Just wondering what concepts may be under consideration re the Gulf Oil Leak Dome and how to get it to work? , if it can!


> *Disaster looms in Gulf of Mexico spill[/B
> The dome lowered to fix the disastrous US oil spill has clogged with gas, hindering its success.
> --------------------------------------------------------------------------------
> Concern has grown that the US Gulf coast is facing a whole new level of environmental disaster after the best short-term fix for a massive oil spill ran into serious trouble.
> ...


*
There is a fear that as the oil spreads it will eventually do so right around the tip of Florida and be taken by northerly flowing currents up the east coast of the US. - that's a scary scenario

And is it stay tuned Hollywood for the next disaster movie, perhaps even some form of reality disasters show?

Back to Reality
From the description of the problem, it seems that sea floor bed temperatures allow these crystals to form that are clogging the dome to the extent that it can not even be fully lowered in a suitable way and/or the oil cannot fill the dome so as it can be pumped out.

On this assumption
My suggestion:
The concept of this Dome is that a pipe/hose gets attached to then have the contained oil pumped up to waiting barges or tankers to ship to shore.

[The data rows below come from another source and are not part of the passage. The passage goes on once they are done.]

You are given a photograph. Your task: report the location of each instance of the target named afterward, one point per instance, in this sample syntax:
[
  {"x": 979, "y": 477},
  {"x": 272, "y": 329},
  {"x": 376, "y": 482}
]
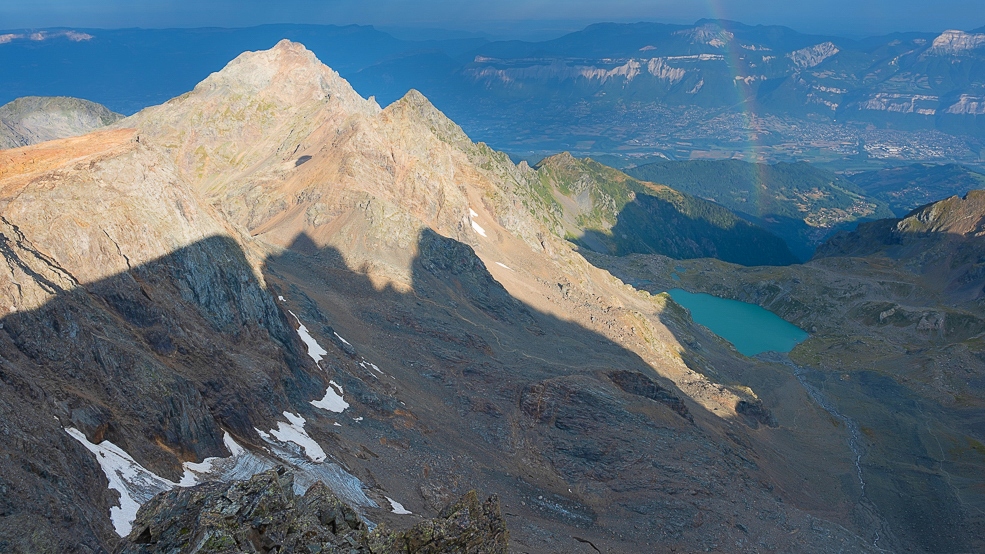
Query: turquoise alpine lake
[{"x": 749, "y": 328}]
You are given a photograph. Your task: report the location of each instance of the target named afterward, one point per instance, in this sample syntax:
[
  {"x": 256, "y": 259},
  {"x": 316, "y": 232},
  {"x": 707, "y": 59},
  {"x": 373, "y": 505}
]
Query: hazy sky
[{"x": 497, "y": 16}]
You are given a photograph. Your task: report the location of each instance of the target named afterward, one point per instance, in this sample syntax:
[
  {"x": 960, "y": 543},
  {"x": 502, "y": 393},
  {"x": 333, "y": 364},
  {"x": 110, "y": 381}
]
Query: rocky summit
[
  {"x": 271, "y": 271},
  {"x": 264, "y": 515},
  {"x": 33, "y": 119}
]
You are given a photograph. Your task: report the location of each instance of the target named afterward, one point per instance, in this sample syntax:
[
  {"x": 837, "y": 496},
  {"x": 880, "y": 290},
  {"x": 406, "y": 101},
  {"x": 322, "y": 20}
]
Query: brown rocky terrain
[
  {"x": 264, "y": 514},
  {"x": 895, "y": 311},
  {"x": 181, "y": 285}
]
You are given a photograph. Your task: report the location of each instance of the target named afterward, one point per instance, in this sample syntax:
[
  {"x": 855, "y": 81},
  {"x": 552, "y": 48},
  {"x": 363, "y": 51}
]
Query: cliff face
[
  {"x": 941, "y": 242},
  {"x": 176, "y": 290},
  {"x": 264, "y": 514},
  {"x": 34, "y": 119}
]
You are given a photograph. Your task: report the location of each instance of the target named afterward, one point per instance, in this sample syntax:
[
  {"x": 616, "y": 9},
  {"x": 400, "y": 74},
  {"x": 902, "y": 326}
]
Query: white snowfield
[
  {"x": 333, "y": 401},
  {"x": 314, "y": 349},
  {"x": 137, "y": 484},
  {"x": 293, "y": 431}
]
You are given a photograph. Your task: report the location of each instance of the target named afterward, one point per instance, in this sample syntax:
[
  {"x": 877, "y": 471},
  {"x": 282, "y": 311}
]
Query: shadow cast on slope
[
  {"x": 164, "y": 358},
  {"x": 653, "y": 225},
  {"x": 160, "y": 360}
]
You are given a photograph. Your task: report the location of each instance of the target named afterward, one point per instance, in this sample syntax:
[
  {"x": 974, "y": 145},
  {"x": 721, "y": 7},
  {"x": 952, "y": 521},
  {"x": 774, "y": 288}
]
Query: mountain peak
[{"x": 288, "y": 72}]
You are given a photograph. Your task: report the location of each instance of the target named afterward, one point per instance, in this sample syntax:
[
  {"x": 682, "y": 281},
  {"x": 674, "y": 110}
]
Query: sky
[{"x": 498, "y": 18}]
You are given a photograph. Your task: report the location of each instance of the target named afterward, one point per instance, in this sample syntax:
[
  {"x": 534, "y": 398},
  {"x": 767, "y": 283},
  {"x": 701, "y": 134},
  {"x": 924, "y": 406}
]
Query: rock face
[
  {"x": 941, "y": 241},
  {"x": 190, "y": 274},
  {"x": 895, "y": 312},
  {"x": 608, "y": 211},
  {"x": 264, "y": 515},
  {"x": 34, "y": 119}
]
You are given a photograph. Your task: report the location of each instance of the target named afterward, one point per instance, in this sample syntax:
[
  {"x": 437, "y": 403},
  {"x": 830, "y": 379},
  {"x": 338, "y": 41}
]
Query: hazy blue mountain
[
  {"x": 648, "y": 87},
  {"x": 800, "y": 202},
  {"x": 33, "y": 119},
  {"x": 129, "y": 69},
  {"x": 908, "y": 187}
]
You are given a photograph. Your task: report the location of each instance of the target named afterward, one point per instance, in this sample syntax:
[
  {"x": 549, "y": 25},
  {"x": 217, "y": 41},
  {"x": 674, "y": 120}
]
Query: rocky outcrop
[
  {"x": 263, "y": 514},
  {"x": 34, "y": 119},
  {"x": 156, "y": 273}
]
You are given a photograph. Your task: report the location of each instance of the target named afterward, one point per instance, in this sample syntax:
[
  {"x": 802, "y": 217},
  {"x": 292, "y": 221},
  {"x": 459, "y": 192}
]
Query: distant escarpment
[
  {"x": 272, "y": 270},
  {"x": 34, "y": 119},
  {"x": 610, "y": 212},
  {"x": 942, "y": 241},
  {"x": 799, "y": 202}
]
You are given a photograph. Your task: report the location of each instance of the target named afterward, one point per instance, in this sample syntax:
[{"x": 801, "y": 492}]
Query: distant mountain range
[
  {"x": 721, "y": 87},
  {"x": 176, "y": 288},
  {"x": 34, "y": 119}
]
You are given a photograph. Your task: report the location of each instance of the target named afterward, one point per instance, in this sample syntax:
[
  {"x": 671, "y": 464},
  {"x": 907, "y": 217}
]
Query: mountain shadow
[
  {"x": 654, "y": 225},
  {"x": 452, "y": 384},
  {"x": 782, "y": 198},
  {"x": 160, "y": 360}
]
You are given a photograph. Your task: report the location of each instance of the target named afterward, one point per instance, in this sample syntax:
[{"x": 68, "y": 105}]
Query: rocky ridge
[
  {"x": 263, "y": 514},
  {"x": 896, "y": 319},
  {"x": 480, "y": 350}
]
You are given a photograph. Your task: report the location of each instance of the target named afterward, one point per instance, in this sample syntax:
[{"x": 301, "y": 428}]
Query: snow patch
[
  {"x": 293, "y": 431},
  {"x": 314, "y": 349},
  {"x": 333, "y": 401},
  {"x": 135, "y": 484},
  {"x": 397, "y": 507}
]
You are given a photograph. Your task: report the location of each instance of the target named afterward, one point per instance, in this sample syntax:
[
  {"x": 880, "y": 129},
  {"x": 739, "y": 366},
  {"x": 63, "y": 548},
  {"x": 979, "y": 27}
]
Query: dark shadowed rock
[{"x": 264, "y": 515}]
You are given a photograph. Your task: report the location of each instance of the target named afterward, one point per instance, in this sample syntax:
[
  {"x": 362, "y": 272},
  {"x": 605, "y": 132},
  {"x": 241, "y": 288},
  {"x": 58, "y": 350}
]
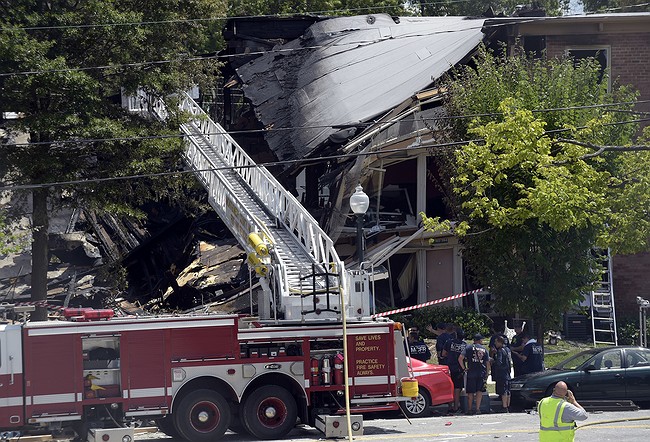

Hopefully, said pipe/hose is already available and barges/ships are set-up above to take delivery for that would really have to be the case for this dome concept to have a realistic chance of working.

That being the case the pipe/hose needs to be attached to the dome and pump above before lowering and in such a way that pumping can be continuous and simultaneous with lowering for that may create a flow that prevents crystals build-up.
It could be that a suction snorkel also needs to be part of the dome so as warmer higher level sea water is induced to circulate for warming and that may need to be a permanent feature.

For whilst previously the oil coming out at pressure would have sufficient temperature to flow to the rig above without cooling significantly enough to stop flow, the dome concept is going to create a heat exchanger effect or an ice box if you like that will have a greater cooling effect.

All that makes for a much more complex doming operation and quite possibly more work needed on the dome.

Plan B
I hope they are already well under way with preparations for getting the secondary holes drilled in to attempt plugging this hole well before the cyclone season arrives.

But Oh what a mess in the meantime!
Could go close to bankrupting BP with clean-up costs.*


----------